PARIS — A Black lawmaker in France said Friday he was “deeply hurt” by a racist remark a far-right member of the French parliament made during a legislative session, a comment that has received condemnation from across the political spectrum.

Gregoire de Fournas of the far-right National Rally party was heard shouting the words “return to Africa” at his fellow lawmaker as Carlos Martens Bilongo was challenging the French government Thursday about migrants stranded at sea.

Other politicians, including France’s president, said they were shocked by de Fournas’ remark, which raised new questions about xenophobia on the far right and in other parts of French society.

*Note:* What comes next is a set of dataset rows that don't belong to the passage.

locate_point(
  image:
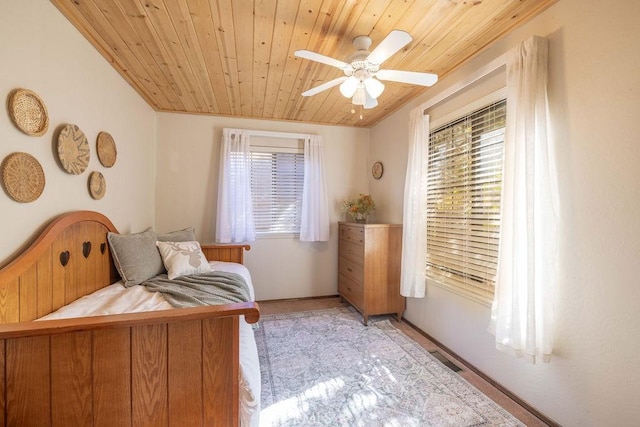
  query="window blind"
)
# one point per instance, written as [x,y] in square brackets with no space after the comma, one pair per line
[464,183]
[277,180]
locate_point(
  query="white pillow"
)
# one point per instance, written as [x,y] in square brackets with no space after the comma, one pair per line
[183,258]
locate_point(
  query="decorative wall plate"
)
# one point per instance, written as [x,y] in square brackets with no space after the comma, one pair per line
[73,149]
[22,177]
[377,170]
[28,112]
[106,148]
[97,185]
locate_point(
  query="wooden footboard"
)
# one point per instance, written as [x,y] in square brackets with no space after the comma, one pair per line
[175,367]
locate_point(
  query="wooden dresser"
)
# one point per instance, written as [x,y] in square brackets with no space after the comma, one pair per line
[369,268]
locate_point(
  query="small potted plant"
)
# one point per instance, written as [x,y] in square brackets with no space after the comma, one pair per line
[359,209]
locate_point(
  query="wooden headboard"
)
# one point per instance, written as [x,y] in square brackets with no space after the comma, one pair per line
[69,259]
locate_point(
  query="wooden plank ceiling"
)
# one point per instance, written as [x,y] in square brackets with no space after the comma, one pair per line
[235,58]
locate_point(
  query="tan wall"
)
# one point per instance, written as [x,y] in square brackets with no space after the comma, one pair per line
[593,90]
[40,50]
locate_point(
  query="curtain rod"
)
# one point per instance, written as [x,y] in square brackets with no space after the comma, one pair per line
[472,78]
[271,134]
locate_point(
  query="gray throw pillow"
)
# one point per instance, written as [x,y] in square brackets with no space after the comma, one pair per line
[185,235]
[136,256]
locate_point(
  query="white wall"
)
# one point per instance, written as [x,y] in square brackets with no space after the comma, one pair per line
[188,156]
[594,377]
[40,50]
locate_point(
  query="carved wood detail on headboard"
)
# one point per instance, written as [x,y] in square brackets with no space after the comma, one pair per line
[58,267]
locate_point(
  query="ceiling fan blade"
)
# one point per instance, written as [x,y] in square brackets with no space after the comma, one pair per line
[324,86]
[306,54]
[411,77]
[394,41]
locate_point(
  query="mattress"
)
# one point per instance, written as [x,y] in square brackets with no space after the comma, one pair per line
[116,299]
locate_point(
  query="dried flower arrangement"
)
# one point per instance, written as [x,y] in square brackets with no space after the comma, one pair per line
[360,208]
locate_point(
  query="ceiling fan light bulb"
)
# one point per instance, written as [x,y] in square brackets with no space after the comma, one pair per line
[359,98]
[348,87]
[374,87]
[370,102]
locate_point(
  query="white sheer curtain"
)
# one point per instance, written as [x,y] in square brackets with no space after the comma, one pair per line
[234,221]
[522,311]
[414,234]
[314,223]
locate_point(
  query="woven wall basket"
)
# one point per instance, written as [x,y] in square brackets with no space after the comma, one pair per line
[28,112]
[73,149]
[97,185]
[22,177]
[106,148]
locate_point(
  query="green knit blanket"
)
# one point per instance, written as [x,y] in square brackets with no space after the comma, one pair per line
[214,288]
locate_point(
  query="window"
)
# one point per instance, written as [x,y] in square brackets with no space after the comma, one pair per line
[277,178]
[464,183]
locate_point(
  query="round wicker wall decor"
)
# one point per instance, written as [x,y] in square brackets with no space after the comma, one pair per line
[73,149]
[28,112]
[97,185]
[106,148]
[22,177]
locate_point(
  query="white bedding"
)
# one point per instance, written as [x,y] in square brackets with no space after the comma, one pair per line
[116,299]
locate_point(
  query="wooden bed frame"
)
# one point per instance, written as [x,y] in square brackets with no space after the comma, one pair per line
[173,367]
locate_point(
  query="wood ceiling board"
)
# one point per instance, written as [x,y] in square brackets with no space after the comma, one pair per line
[235,58]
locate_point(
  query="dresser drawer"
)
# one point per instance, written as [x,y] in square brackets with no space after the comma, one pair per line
[352,251]
[351,269]
[352,233]
[351,291]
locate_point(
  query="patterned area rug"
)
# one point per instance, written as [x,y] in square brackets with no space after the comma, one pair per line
[325,368]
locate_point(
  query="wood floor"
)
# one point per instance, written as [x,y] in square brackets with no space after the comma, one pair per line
[294,305]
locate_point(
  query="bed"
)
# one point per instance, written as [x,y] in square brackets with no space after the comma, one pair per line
[168,367]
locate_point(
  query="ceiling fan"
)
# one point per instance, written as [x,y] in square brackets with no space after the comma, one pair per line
[362,74]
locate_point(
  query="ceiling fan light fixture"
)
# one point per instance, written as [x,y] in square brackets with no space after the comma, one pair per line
[370,102]
[374,87]
[348,87]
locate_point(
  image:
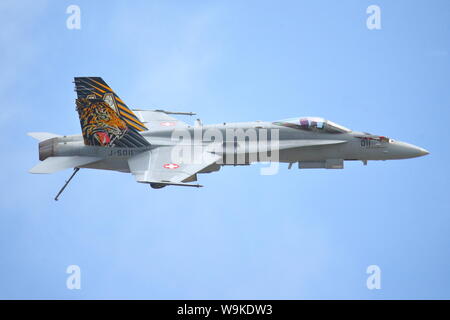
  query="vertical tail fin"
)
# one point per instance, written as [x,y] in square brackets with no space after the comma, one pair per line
[105,119]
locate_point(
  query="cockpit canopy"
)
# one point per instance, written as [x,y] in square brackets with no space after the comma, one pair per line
[312,124]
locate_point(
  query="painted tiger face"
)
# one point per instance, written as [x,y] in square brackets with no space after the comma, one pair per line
[100,124]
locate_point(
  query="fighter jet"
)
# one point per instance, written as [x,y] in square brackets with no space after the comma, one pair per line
[161,150]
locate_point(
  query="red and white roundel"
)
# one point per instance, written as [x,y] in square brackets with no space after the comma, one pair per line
[171,166]
[167,123]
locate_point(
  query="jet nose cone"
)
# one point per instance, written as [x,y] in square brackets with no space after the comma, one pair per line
[422,151]
[402,150]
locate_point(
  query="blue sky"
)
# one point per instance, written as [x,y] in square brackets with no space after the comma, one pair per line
[295,235]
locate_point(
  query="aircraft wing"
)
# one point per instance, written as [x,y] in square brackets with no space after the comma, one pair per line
[157,166]
[159,119]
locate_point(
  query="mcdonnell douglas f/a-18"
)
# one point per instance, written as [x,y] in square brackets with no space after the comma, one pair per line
[160,150]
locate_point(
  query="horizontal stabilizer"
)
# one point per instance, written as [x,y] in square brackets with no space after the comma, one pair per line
[160,119]
[42,136]
[54,164]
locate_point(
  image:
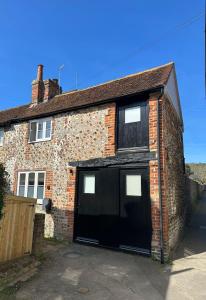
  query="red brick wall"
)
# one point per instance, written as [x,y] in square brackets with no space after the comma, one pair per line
[110,122]
[172,157]
[71,200]
[172,177]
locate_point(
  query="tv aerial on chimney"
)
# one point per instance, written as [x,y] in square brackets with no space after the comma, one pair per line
[60,69]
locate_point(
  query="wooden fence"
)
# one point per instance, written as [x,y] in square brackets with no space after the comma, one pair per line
[16,227]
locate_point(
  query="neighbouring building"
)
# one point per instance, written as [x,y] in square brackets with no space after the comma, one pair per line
[110,157]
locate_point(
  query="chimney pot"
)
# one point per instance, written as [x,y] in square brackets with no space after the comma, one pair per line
[40,72]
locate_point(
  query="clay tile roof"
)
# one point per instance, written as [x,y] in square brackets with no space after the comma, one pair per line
[135,83]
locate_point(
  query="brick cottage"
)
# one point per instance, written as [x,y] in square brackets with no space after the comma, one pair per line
[110,157]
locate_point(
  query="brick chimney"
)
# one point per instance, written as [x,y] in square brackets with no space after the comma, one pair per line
[43,90]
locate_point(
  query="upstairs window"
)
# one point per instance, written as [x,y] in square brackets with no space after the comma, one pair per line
[40,130]
[31,184]
[132,114]
[1,137]
[132,129]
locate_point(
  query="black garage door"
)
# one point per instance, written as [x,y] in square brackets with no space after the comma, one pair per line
[113,208]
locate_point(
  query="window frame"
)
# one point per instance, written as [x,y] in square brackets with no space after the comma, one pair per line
[2,141]
[37,121]
[89,175]
[137,106]
[39,201]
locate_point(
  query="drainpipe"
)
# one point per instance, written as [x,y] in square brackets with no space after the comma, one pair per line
[159,180]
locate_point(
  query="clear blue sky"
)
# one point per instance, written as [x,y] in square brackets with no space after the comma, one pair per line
[100,40]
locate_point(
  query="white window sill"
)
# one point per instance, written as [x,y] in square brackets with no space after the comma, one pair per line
[39,141]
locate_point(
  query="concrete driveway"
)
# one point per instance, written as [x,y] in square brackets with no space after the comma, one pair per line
[82,272]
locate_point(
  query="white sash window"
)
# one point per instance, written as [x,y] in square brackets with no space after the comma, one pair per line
[32,185]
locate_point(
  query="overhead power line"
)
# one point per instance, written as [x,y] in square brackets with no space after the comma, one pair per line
[150,44]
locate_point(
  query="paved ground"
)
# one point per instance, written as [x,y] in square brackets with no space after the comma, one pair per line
[81,272]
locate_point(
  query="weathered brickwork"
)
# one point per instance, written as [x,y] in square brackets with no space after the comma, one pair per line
[78,135]
[90,133]
[172,177]
[173,173]
[110,124]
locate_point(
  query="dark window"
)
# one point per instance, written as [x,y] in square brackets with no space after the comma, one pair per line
[133,125]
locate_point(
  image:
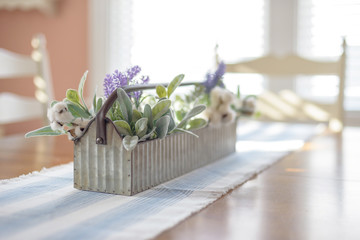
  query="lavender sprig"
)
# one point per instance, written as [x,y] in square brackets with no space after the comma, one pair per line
[120,79]
[215,79]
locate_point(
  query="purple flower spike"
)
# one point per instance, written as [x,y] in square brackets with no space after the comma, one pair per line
[215,79]
[120,79]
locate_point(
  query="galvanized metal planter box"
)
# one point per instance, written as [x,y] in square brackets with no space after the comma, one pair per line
[111,169]
[102,164]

His words prompted an immediate uproar in the National Assembly, leading the legislative chamber’s president to suspend the session and launch an investigation. A meeting of the National Assembly’s managing body was set for Friday afternoon to discuss potential sanctions.

Due to the uproar and the muffling of the words, it was unclear whether de Fournas said Bilongo should return to Africa or the migrants should.

De Fournas said he was referring to Europe-bound migrants rescued at sea and not, as some understood, to his fellow lawmaker.

“I fully stand by my comments about the anarchic migratory policies of our country,” he tweeted Friday.

French anti-racism groups stressed that either way, the remark echoed the familiar invective of Black people being told to go back to Africa, regardless of where they were born or held citizenship.

French group SOS Racisme called it “the true face of the far-right: that of racism.” The group’s president, Dominique Sopo, said that no matter what de Fournas exactly said, “obviously, they are extremely violent comments.”

Speaking Friday on French news broadcaster BFM TV, Bilongo called for de Fournas’ resignation.

He said he received thousands of messages following the incident from people telling him that they hear similar comments in their daily lives. The words “speak to many French who felt hurt,” Bilongo said.

Bilongo, a member of the hard-left France Unbowed, took part in a gathering Friday near the National Assembly called by his party in a show of support.

“I’m torn between joy and sadness,” Bilongo said. “Because I received many messages of support overnight … (,) because I see all these faces here showing solidarity with me.”

Bilongo praised the immediate reaction of anger shown by a large majority of lawmakers from across the political spectrum.

The International League Against Racism and Anti-Semitism condemned the comment as “disgusting” and showing “blatant inhumanity.”

The Movement against Racism and for Friendship between People, or MRAP, described the remark as “revolting.”

“The National Rally remains, despite some efforts to normalize this far-right party, deeply racist and xenophobic,” it said.

The Elysee presidential palace said President Emmanuel Macron was shocked by words he considered “unacceptable in or outside” the assembly.

French Interior Minister Gerald Darmanin said he was “extremely shocked,” telling BFM TV it was the first in his 15 years of political life that he heard such “ignominious” words in parliament.

The National Rally is the party of far-right leader Marine Le Pen, who lost her third bid for the French presidency to Macron in April. The subsequent legislative elections led to a major breakthrough for the party, which won 89 seats in the 577-member National Assembly, up from a previous total of eight.

Le Pen tweeted that de Fournas was “obviously speaking about the migrants transported in ships by NGOs.”

“The controversy created by our political adversaries is gross and won’t deceive the French,” she said.

In the past decade, Le Pen has sought to make her party more palatable to the mainstream right, striving to remove the stigma of racism and antisemitism that clung to the party under her now-ostracized father, Jean-Marie Le Pen.

The National Rally’s members are scheduled to gather Saturday in Paris to choose the new head of the party. Le Pen has said she plans to focus on leading the party’s lawmakers in the National Assembly.